JOURNEYS IN THE LIGHT, Democracy, Diversity, and Myth in the Wake of the Mayflower
Cape Cod's small, vibrant community of People of Color provides a window into the wider story of America itself. Produced by ArtistsAndMusicians.org in collaboration with Zion Union Heritage Museum, Hyannis, MA, Journeys in the Light engages the museum's art, artifacts, historical documents, and exuberant team of volunteers to share the untold stories of African Americans, Wampanoag native Americans, Cape Verdeans, and other People of Color living in this fabled region. The late John Reed's vast knowledge of, and his enthusiasm for, history's untold stories made him an invaluable asset and delightful collaborator on the project.
A cadre of socially committed local artists and historical researchers are at center stage—Pamela Chatterton-Purdy with her magnificent Icons of the Civil Rights Movement series, long-time Barnstable High School Art Department Director Carl Lopes with his bold and regal works inspired by African masks and shields, Robin Joyce Miller with her history-inspired "collage quilts" that commemorate key periods and milestones in the struggle, and many other creative and socially committed people.

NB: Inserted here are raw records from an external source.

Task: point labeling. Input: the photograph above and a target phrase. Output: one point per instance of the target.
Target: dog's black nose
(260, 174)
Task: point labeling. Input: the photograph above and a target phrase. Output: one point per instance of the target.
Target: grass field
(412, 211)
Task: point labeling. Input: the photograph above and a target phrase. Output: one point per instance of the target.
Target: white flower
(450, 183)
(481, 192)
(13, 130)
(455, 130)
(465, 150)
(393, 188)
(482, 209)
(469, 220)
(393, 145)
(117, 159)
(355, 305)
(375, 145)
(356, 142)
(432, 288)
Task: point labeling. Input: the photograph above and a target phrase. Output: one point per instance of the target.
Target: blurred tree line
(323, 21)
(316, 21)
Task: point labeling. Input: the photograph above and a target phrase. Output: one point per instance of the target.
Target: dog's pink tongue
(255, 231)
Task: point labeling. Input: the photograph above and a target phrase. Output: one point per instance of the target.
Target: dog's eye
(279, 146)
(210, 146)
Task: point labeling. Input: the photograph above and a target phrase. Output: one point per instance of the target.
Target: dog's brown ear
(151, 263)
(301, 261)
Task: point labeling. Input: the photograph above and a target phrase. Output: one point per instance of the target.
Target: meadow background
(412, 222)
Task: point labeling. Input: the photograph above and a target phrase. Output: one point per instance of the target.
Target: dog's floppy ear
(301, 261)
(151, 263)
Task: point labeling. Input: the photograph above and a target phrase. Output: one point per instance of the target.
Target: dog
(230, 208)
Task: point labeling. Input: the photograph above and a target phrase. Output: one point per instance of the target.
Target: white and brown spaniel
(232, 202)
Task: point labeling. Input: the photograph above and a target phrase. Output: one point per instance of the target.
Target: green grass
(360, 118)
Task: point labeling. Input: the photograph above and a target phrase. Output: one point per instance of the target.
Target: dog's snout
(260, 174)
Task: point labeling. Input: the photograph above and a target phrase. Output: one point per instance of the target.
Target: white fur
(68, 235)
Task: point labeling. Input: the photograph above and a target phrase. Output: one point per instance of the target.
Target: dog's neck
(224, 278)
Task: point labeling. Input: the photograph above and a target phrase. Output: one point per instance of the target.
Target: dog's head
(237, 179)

In the space of one hour, the film manages to sketch 400 years of American history—much of it little known and most of it in some way featured in the Zion Union Heritage Museum. The film opens with the arrival of the Mayflower in 1620 and the near decimation of the Wampanoag people. It recounts stories of African Americans who were here at the time of the Revolutionary War and before, and who played major roles in the struggle for freedom and civil rights for all Americans. It tells of the seafaring people of Cape Verde, who began to arrive in the first part of the nineteenth century and whose descendants are the most numerous group of People of Color in the region to this day. And it tells of groups who arrived in the region later, including people from Brazil and the Caribbean. The obstacles they encountered and the accomplishments they made are extraordinary.

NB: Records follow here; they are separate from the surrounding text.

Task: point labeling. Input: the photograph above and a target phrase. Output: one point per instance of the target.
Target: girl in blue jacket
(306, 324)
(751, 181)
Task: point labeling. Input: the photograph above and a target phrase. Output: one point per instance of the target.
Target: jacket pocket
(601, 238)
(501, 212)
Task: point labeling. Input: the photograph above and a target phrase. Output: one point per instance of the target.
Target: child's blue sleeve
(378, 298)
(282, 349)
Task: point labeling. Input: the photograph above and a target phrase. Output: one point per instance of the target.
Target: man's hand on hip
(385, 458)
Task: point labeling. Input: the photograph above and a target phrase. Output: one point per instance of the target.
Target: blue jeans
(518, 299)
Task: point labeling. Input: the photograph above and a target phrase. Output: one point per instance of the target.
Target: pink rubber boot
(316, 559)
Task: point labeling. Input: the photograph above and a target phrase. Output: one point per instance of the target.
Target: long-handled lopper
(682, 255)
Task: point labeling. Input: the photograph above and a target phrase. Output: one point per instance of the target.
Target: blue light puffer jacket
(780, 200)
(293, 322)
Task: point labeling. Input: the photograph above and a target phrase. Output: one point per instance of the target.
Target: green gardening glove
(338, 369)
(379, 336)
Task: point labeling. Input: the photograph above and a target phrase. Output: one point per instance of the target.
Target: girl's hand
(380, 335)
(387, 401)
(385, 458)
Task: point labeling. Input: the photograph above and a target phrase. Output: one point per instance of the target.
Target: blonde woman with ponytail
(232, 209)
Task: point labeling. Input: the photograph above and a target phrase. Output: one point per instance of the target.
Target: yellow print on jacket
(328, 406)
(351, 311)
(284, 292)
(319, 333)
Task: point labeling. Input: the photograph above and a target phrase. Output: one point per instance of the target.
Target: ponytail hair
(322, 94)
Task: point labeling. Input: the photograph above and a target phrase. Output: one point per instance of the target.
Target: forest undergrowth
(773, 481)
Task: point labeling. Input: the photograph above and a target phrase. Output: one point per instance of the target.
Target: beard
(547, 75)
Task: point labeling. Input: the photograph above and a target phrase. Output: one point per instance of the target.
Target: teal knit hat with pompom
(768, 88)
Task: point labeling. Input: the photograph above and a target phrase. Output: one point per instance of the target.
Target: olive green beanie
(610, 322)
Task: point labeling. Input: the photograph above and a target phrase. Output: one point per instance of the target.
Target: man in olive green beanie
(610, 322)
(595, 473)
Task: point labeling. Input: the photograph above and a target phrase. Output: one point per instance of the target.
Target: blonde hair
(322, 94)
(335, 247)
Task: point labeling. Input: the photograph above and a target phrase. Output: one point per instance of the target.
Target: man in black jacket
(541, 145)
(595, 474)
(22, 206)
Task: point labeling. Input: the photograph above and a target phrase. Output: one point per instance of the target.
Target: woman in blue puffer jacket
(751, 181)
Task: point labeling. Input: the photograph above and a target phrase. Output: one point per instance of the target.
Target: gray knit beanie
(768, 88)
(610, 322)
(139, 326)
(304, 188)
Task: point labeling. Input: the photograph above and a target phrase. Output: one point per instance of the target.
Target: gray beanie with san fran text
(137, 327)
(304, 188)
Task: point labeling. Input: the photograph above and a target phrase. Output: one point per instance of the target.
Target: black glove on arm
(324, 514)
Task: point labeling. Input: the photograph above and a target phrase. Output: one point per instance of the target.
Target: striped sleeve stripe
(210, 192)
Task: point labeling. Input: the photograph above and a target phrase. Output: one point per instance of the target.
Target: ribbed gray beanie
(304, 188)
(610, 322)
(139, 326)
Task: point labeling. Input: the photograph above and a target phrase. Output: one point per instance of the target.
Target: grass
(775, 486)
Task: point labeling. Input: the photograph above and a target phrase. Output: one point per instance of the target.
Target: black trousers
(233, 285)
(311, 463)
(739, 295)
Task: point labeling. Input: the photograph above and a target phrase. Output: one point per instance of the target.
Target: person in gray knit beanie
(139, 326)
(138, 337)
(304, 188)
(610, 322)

In 1989, for the 350th anniversary of Hyannis, MA—Cape Cod's one and only "city"—Dolores DaLuz published her historical notes, creating a key resource for the Zion Union Heritage Museum concerning the time before, during, and just after the Civil Rights Movement. Her writings provided a foundation for the Journeys project, with fascinating stories like that of the Mitchell family who stowed away on the ship of Cape Cod abolitionist Captain Crocker in the mid-nineteenth century and Victoria Bell and her eleven children who were tricked into coming to the Cape nearly a century later as part of a cruel hoax called the "Reverse Freedom Rides." Dolores knew many of these twentieth-century civil rights figures personally, including "Cape Cod's Rosa Parks," Eugenia Fortes.

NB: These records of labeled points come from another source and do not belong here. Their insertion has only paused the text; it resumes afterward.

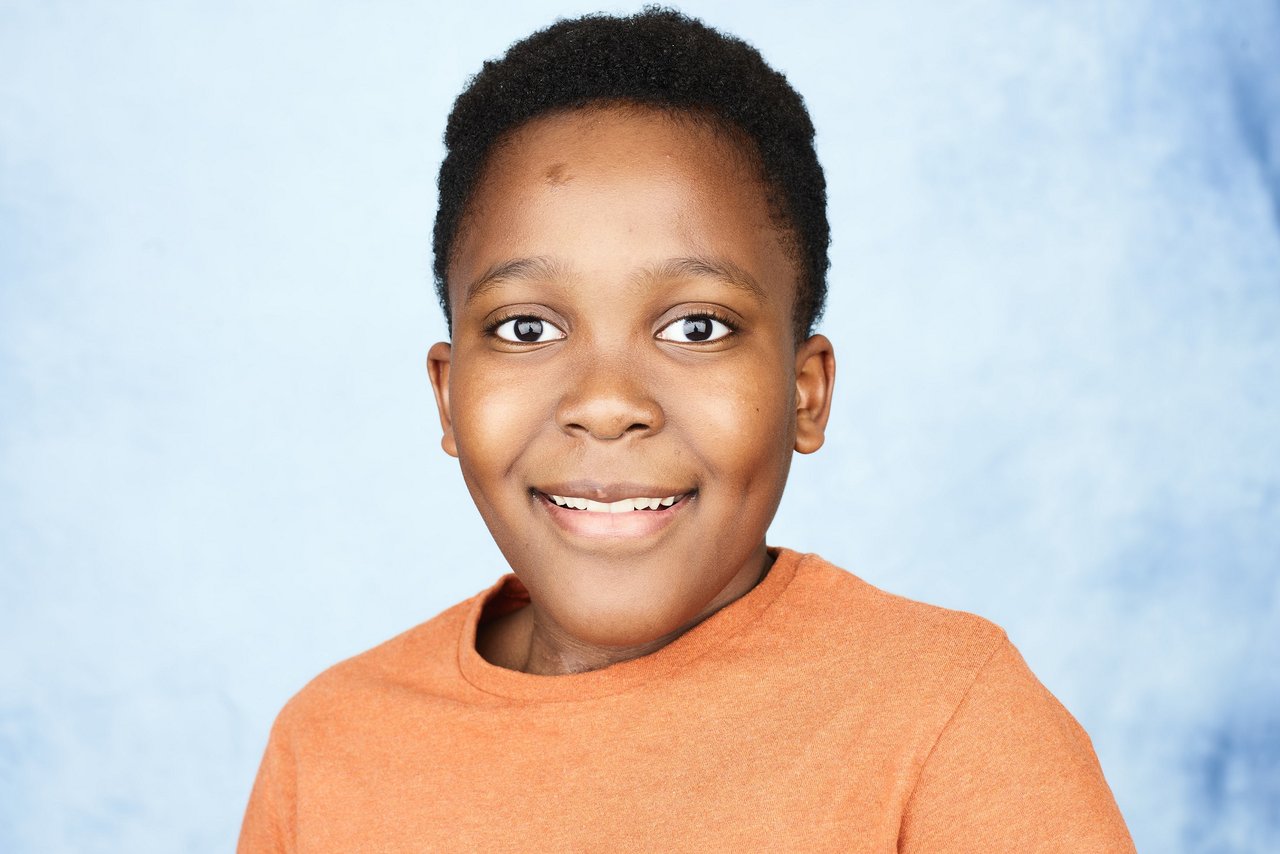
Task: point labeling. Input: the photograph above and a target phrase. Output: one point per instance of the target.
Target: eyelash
(709, 313)
(492, 328)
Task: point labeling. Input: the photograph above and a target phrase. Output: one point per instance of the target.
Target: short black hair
(661, 59)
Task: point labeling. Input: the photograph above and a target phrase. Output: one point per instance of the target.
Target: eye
(695, 329)
(528, 330)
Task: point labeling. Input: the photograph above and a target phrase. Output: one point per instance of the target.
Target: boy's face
(622, 328)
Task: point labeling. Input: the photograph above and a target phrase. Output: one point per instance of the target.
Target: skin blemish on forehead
(558, 174)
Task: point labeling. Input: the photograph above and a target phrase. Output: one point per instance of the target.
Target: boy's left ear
(816, 379)
(439, 359)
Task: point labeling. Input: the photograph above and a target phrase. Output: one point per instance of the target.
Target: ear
(438, 361)
(816, 380)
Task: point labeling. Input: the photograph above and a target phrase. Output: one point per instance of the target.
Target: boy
(631, 251)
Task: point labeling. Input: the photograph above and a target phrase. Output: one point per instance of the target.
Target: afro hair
(658, 59)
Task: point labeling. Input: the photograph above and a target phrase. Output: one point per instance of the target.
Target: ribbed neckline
(618, 677)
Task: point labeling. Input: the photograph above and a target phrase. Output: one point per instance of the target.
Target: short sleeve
(268, 827)
(1011, 771)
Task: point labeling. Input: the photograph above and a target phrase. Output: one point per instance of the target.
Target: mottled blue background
(1055, 301)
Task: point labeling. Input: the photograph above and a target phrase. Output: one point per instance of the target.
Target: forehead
(621, 187)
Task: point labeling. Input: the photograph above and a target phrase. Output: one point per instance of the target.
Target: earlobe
(816, 380)
(438, 361)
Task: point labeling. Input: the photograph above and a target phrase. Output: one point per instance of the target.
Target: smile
(624, 519)
(624, 506)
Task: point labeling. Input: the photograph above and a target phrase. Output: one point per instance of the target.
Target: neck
(545, 649)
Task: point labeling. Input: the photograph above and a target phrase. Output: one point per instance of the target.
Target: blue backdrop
(1055, 302)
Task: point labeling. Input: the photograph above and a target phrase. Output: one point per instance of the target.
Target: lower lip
(626, 525)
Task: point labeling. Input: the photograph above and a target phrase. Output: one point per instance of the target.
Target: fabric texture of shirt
(814, 713)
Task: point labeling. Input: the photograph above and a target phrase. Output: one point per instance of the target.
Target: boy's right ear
(438, 360)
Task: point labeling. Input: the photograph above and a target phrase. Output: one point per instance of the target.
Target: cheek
(494, 415)
(740, 420)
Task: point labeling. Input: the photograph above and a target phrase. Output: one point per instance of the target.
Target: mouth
(640, 514)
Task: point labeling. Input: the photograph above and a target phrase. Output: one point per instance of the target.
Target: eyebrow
(677, 268)
(704, 266)
(520, 268)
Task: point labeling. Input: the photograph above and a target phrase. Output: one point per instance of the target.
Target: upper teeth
(624, 506)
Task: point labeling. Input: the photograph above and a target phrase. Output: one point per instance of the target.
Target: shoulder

Icons of the Civil Rights Movement
Our first "Journeys" undertaking was launched in 2011 when we began work on the documentary Icons of the Civil Rights Movement, based on the magnificent art and historical exhibition by this name. Over the prior several years, artist Pamela Chatterton-Purdy had begun to paint portraits of heroes in the long struggle of African Americans for freedom and civil rights, and her endeavor continues to this day. Each Icons portrait sits in a gilded wooden frame and, much like a Byzantine icon, it provides a window into the life, character, and major life events of its subject. In this classic and respectful fashion, Chatterton-Purdy has depicted such towering historical figures as Frederick Douglass and Abraham Lincoln; inspirational figures in the Civil Rights Movement of the 1950s and '60s like Rev. Martin Luther King, Jr., Rosa Parks, Medgar Evers, and John Lewis; and heroic, lesser-known individuals like Robert Moses and Jonathan Daniels; as well as former President Barack Obama and his family.
Rev. David Purdy, a retired Methodist minister, has accompanied his wife Pamela through a lifetime of commitment to social justice—from her days working as an artist for Ebony Magazine, through their adoption and raising of two African American children, and through years of unceasing engagement in matters of race and social justice. David also researched and wrote the historical annotations for Pamela's Icons series.
Our documentary, like the Icons exhibition itself, tells the story of the Civil Rights Movement through its heroes, known and unknown and, in the process, it puts the spotlight on this extraordinary couple and their shared lifetime commitment.